Application for additional light-houses.
In the year 1793, the prosperous state of funds induced and enabled the Commissioners to attend to the applications of mariners for additional light-houses on the coast. In particular a letter, to be afterwards more fully noticed, was addressed to the Light-house Board by Admiral Sir Alexander Cochrane, then commanding his Majesty’s ship Hind upon the Leith station, setting forth the great benefit that would accrue to shipping, from the erection of a light-house upon the Bell Rock. Representations were likewise made at this time by the merchants of Liverpool, regarding the propriety of erecting a light-house upon the Skerries, situated in the middle of the Pentland Firth , which separates the Orkney Islands from the Mainland of Caithness. The object of a light here, was to open this Firth as a passage to shipping in general, and to enable the mariner to avoid a circuitous and dangerous voyage to the northward of the Orkney Islands.
State of the Light-house funds.
At this period, however, the Commissioners could not venture to undertake a work of such magnitude and difficulty, as the erection of a light-house upon the Bell Rock. The amount of the light-house duties at first was extremely limited; and though in a progressive state, yet, for 1789, as before stated, they only amounted to L. 249:14:6. For 1790, the sum was L. 1477:5:1; for 1791, it was L. 2736:9:2; for 1792, it rose to L. 3160:18:1. But in the year 1793, of which we are now treating, the duties rather declined, and they only netted L. 2868, 3s. 5d. The Commissioners were nevertheless enabled to pay off L. 4200, which, by the acts of 1786 and 1788, they had been empowered to borrow, and likewise to discharge the advances made by Sir William Forbes and Company; still leaving a balance of about L. 2000 of surplus duties in the hands of their treasurer. The funds being, therefore, still very limited, and only in a condition to enable the Board to erect a light-house of the ordinary construction, the erection of the light-house on the Pentland Skerries was resolved on; and the further consideration of the Bell Rock light-house reserved, until the funds should be in a more advanced state.
Pentland Skerries.
Regarding the site of the Pentland Firth Light-house.

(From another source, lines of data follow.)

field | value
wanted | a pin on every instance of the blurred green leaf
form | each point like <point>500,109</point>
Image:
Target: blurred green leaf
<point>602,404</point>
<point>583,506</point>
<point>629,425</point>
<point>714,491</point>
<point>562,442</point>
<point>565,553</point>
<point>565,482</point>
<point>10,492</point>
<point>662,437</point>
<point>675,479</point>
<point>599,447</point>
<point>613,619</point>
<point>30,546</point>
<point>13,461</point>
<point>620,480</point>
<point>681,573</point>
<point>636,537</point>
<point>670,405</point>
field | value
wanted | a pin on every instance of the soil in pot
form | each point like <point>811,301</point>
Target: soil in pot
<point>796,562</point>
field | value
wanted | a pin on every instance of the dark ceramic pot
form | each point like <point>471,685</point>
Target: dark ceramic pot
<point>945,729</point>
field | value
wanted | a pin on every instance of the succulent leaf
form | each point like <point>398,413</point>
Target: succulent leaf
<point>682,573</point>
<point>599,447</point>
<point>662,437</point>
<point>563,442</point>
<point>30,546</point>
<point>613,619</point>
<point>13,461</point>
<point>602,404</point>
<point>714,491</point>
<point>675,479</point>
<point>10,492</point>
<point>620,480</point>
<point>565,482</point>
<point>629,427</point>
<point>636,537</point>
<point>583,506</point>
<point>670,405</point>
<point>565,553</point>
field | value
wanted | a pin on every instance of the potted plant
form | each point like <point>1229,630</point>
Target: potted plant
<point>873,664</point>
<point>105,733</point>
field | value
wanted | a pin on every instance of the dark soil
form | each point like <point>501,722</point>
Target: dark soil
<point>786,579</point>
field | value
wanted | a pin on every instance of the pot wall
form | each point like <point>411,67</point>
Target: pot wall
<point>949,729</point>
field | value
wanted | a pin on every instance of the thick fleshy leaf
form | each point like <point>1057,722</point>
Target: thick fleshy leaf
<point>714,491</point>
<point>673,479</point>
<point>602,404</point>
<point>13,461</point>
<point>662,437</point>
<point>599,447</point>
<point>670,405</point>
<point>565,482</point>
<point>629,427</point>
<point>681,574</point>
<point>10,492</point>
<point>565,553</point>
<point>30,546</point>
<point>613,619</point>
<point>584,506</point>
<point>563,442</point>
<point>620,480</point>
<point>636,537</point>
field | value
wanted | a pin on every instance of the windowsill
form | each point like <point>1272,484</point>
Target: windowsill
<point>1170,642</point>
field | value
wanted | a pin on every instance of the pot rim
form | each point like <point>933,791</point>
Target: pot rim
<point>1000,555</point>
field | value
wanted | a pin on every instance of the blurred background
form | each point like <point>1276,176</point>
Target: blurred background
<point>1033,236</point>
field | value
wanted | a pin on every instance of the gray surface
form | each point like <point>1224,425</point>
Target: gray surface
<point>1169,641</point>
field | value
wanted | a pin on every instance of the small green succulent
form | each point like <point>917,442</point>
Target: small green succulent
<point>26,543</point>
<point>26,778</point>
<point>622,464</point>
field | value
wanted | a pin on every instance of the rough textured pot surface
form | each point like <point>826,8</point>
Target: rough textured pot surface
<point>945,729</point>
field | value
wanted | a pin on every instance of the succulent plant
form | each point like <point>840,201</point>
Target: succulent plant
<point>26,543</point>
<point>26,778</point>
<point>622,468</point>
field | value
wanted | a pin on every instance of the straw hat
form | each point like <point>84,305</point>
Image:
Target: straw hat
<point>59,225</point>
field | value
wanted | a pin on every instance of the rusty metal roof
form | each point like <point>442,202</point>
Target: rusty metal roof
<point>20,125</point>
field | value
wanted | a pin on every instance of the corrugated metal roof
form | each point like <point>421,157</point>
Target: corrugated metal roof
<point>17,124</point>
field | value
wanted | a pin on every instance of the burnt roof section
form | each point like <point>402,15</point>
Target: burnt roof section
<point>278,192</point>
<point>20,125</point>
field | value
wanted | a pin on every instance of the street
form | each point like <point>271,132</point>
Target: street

Some difference of opinion arising among the gentlemen and merchants of Orkney, whether the light-house proposed for the Pentland Skerries should not rather be erected upon the island of Copinsha, situate about fifteen miles northward of the Portland Firth , the matter was referred to the opinion of the Association of Ship-owners of Liverpool, and to the Chambers of Commerce of Glasgow and Greenock, when these public bodies unanimously and strongly recommended the erection of the light-house on the Pentland Skerries, as the site best calculated for a direction to the Pentland Firth ; which was accordingly fixed upon by the Board. To mark this Light-house from the other lights upon the coast, it was necessary to make it a Distinguishing-light, which was effected by the erection of a higher and lower light-house tower, respectively 80 and 100 feet above the medium level of the sea, built at the distance of 60 feet asunder, and each having a light-room with reflectors, so as to show two distinct stationary lights, for as yet the Revolving-light had not been introduced upon this coast.
1794.
The author’s first voyage to the north.
The works at the Pentland Skerries were begun early in the spring of 1794. The masonry was executed by builders of Orkney; and the materials having been prepared, were partly landed on these small islands in the course of the preceding summer. The Skerries consist of two uninhabited islands, with some contiguous sunken rocks. They lie exposed to the uninterrupted force of the waves of the North Sea, and to the rapid tides and currents of the Pentland Firth , and present many convincing proofs of the wasting state of the land, by the action of the sea. The works here had been so laid out, that the towers should be in readiness for the erection of the light-rooms by the month of August; and it was expected that the lights would be ready for exhibition in the month of October. The author, to whose superintendance the completing of these light-houses was to be entrusted, as his first work for the Board, sailed from Leith on this service on the 2d July 1794; and after touching at Kinnaird Head Light-house, he landed at the Pentland Skerries on the 11th of that month, and found the masonry of the two light-house towers in such a state of forwardness, as to be then nearly ready for the light-rooms. In the month of September, these works were completed, and the lights were exhibited on the 1st day of October 1794.